Feeling stung is not the only reason to resist the killjoys, though. I believe that they have honestly mixed up cause and effect. Wish-fulfilment wouldn't stop if all fiction except the most dreary were banned. Whoppingly high expectations are part of life in any case. People buy lottery tickets although they are unlikely to win; they book seaside holidays although it's unlikely to be warm and sunny; they send their manuscripts to publishers although they're unlikely to be read; they embark on a career of acting although they're unlikely to make any money worth speaking of, let alone make Hollywood or the Royal Shakespeare Company. Fiction may encourage rose-tinted daydreams, and make them feel more real, but it is not the root cause of them. Human nature is.

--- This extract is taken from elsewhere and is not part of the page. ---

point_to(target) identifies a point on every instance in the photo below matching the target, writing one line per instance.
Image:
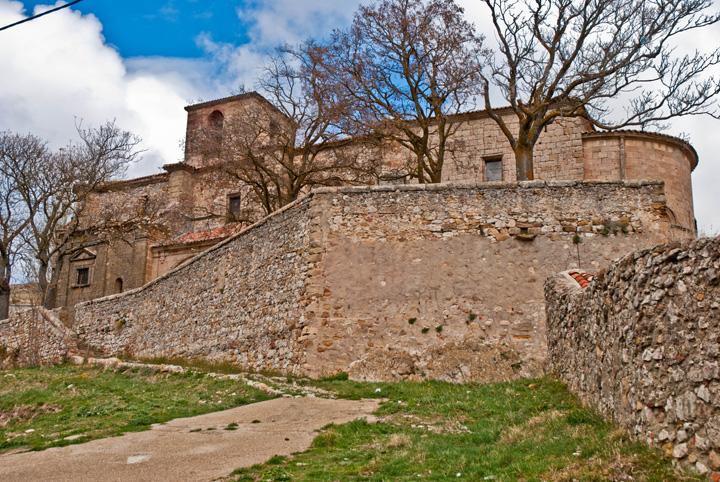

And isn't this just as well? One question the critics of wish-fulfilment fantasies don't seem to have thought much about is: and the alternative would be...? "Consuming passion" was nicely even-handed about the effect of high-blown romance on everyday life. In one plot strand, we see how a poor woman makes a fool of herself because she can't separate her fantasies about a dishy but, as it turns out, thoroughly boorish doctor from the real thing. She does become a succesful author for Mills and Boon, though. In another plot strand, a sophicticated Eng.Lit. lecturer giving a course at a university initially resists her attraction for one of her students because it too Mills-and-Boony for words - only to give in eventually because, what the heck, this is what she wants, Mills-and-Boony or not. The scenes between the Eng.Lit. lecturer and her toxically boring partner were almost scary. Whether her romance with the student had a future or not, surely she was right to ditch this plonker? If getting carried away by your dreams can be a recipe for unhappiness, I'd say "making do" with something or someone you don't really want is even more so.